On the tongue, the lack of alcohol bite works entirely to your advantage, because it gives you a chance not to wince, and merely appreciate the flavours: and those flavours are some dark sugar, some currants and berries, perhaps a nut of some kind and an overwhelming taste of coffee.  It’s sweet, very sweet, more like a liqueur than a real rum, light and a bit creamy. Delicious, truly.  On the flip side, that taste – while nowhere near as unpleasant as the orange of the Pyrat’s XO was to me – will be the second deciding factor in making you decide whether you like it or not (the other being the sub-par strength).

So here is where I add the caveats: as long as you’re prepared to accept that this is a rumlet, not a “real” rum (in the sense that it is weaker than the standard 40% just about everyone is used to); as long as you really do have a sweet tooth; and as long as you don’t have a real rum nearby (like another Juan Santos) – so long as these things hold true, you’ll like this cafe infused variation.  It’s these things that will make it work for some, not for others, since it is thicker and more sugary than any other rum I’ve ever tried, coats the tongue well and doesn’t so much sting as caress your taste buds. Not all will like that, and for me, having had it off and on for six months, I have to say it’s what Guyanese would call “sometimish.”  Inconsistent, and not always serious.  The finish, as we might expect from a weaker cousin of the older and brawnier relatives, is smooth, gentle and not in the slightest bit assertive.

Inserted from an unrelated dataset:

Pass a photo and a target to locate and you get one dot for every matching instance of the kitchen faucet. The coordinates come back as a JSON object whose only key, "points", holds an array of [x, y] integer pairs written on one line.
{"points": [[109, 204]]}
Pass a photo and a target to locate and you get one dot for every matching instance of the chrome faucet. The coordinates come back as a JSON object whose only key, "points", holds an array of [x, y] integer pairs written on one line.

The thing about such underproofs is that they are meant to be had as after dinner, dessert likkers.  If I wanted to go on a bender, there’s no way I’d touch an underproof (any of them).  I started this review by suggesting I’m not really a fan of liqueurs or underproofs. I still feel that way. I won’t open the Café variation too often. But it’s more a question of when and where than of what. No, I won’t drink it often, but I will open it on a cool evening when I’m out on the veranda after a good meal, when something standard-strong won’t cut it, and a nice, soft after-dinner rum that soothes instead of bites is called for. Something not as thick as Bailey’s. A variation on an Irish coffee, maybe. Something that complements and completes the meal, that my wife can share and enjoy while next to me, and which I can take pleasure in as the city goes quiet, night falls and the breezes blow and we talk of nothing in particular. Something, in point of fact, exactly like the Juan Santos.